Boolean algebra - sum of products form

Question

I have a logic circuit where the output can be represented with the following boolean expression

(1)$\overline {xy}$ + x $\bar y z$ + $\overline {\bar x + z} $ + y

Using truth tables I found the complete sum of products form as:

(2)$xyz + xy \bar z + x \bar y z + x \bar y \bar z + \bar xyz + \bar x y \bar z + \bar x\bar yz + \bar x\bar y\bar z$

However, I would like to be able to find the sum of products form by using boolean identities to rearrange (1) above. I am unable to see how we can get from (1) to (2) though. Maybe it is the case that (2) can be reduced further?? Please could someone advise on this

Thanks

Answer 1

As far as I understand it correctly and $+$ means "or"; $\cdot$ means "and"; $\bar{x}$ means negation, it can surely be reduced. Btw, there is a mistake, because $(1)$ is not true if $x\bar y\bar z=1$, i.e., $(x,y,z)=(1,0,0)$, whereas $(2)$ obviously contains all $8$ cases and is therefore always true.

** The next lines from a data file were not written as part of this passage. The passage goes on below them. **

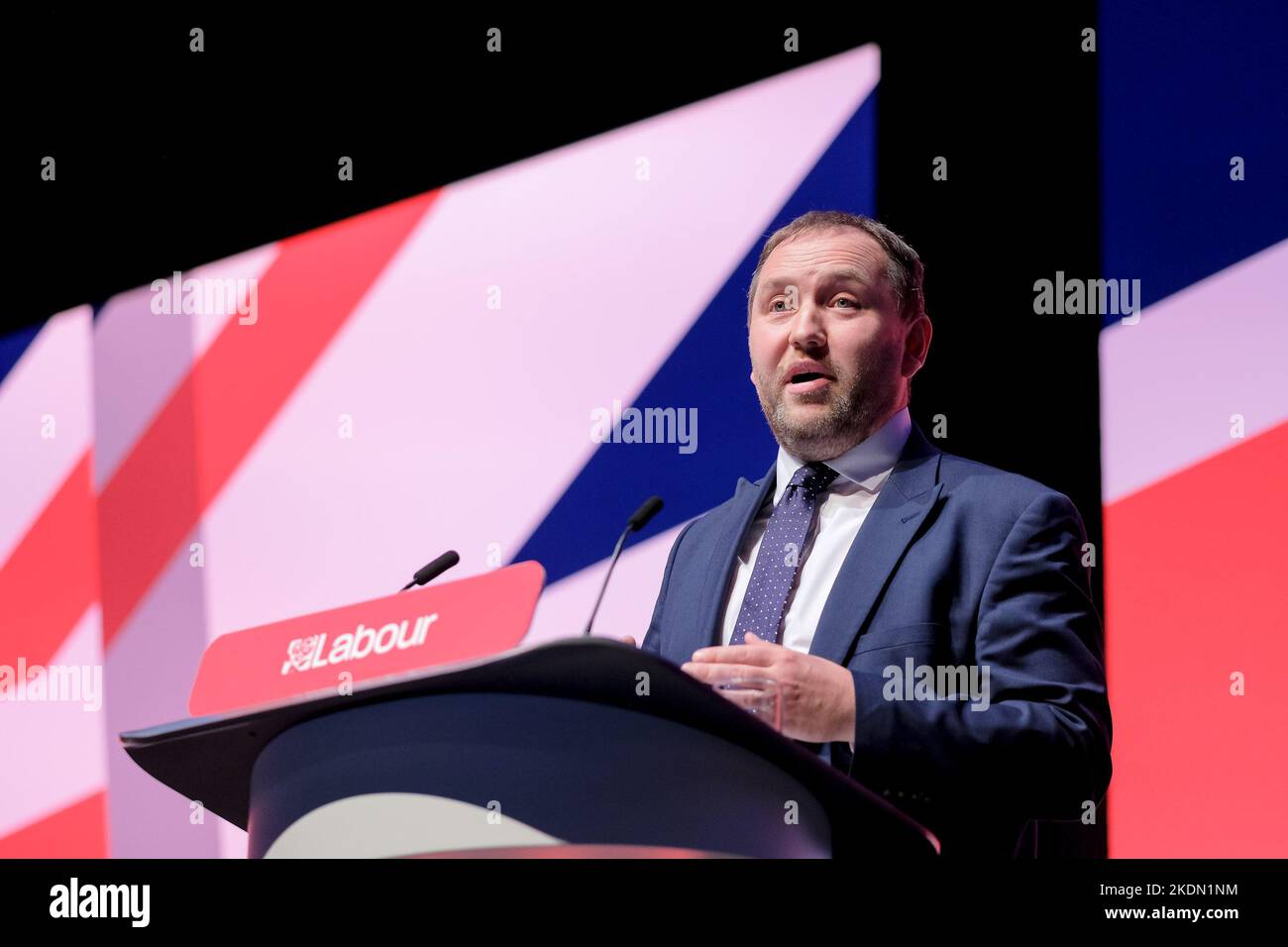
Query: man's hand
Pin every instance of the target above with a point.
(816, 696)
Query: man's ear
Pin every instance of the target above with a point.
(915, 346)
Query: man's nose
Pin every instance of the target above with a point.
(807, 330)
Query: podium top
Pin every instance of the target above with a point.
(210, 758)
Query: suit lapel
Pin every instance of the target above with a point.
(748, 499)
(902, 505)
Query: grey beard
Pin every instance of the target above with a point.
(851, 415)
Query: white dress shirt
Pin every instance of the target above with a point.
(838, 514)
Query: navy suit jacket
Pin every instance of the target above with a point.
(956, 564)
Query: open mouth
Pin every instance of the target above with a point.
(806, 380)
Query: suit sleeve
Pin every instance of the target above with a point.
(1042, 744)
(653, 637)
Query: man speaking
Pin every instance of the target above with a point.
(927, 618)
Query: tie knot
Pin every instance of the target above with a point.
(814, 478)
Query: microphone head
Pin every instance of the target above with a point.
(441, 565)
(645, 513)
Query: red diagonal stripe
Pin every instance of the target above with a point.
(76, 831)
(206, 428)
(51, 578)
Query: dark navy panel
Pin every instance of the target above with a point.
(709, 371)
(1184, 88)
(12, 347)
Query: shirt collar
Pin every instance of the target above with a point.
(867, 464)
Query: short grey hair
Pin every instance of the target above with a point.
(905, 272)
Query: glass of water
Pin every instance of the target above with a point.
(758, 696)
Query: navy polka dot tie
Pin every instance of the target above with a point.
(780, 556)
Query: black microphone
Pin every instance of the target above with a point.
(638, 522)
(433, 570)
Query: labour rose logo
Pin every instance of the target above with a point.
(300, 652)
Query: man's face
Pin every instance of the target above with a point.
(829, 357)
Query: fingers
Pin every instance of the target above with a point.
(711, 673)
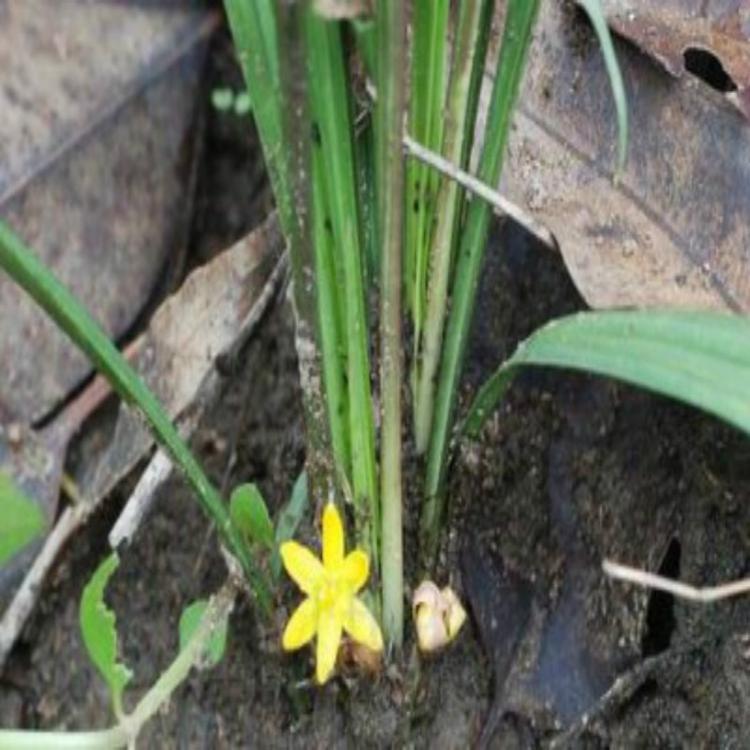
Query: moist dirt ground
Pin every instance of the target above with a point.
(570, 470)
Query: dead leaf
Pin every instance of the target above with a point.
(211, 315)
(709, 39)
(188, 334)
(96, 170)
(674, 231)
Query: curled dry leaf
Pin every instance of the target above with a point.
(709, 39)
(673, 232)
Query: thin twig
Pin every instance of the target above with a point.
(26, 596)
(502, 205)
(702, 595)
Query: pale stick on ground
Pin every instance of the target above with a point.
(702, 595)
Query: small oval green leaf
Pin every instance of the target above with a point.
(289, 519)
(22, 520)
(248, 510)
(99, 631)
(189, 622)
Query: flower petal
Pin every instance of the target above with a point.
(356, 569)
(329, 639)
(333, 537)
(362, 626)
(302, 566)
(301, 626)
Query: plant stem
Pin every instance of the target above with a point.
(425, 124)
(520, 17)
(329, 322)
(254, 29)
(472, 22)
(330, 108)
(72, 318)
(127, 730)
(391, 30)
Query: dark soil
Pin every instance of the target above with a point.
(570, 470)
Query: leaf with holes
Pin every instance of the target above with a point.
(99, 631)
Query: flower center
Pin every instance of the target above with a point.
(331, 590)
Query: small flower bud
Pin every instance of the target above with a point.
(438, 616)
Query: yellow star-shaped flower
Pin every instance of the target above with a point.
(331, 606)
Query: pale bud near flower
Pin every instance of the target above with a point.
(438, 616)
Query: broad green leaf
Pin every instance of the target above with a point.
(99, 631)
(190, 620)
(289, 520)
(22, 520)
(248, 510)
(593, 9)
(702, 359)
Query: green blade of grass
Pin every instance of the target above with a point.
(391, 62)
(593, 9)
(331, 111)
(330, 324)
(469, 57)
(254, 28)
(702, 359)
(426, 118)
(520, 17)
(73, 319)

A general method to reduce such expressions is to "redistribute" by the following equivalent operations:

• $1=B+1=B+\bar B$ (maximality of $1$ and the tautology $B$ or $B$ negation);
• $A=AB+A\bar B$ for any $A,B$ (distributive law);
• $\overline{A+B}=\bar A\bar B$ and $A+B=\overline{\bar A\bar B}$ (de Morgan's laws).
• $\bar{\bar A}=A$ (negation is involution).

Using these we reduce $(1)$ to $\overline{x\bar y \bar z}$. There're surely algorithms for this (I don't know them), but it is similar to simplification of any formula, it takes some practice.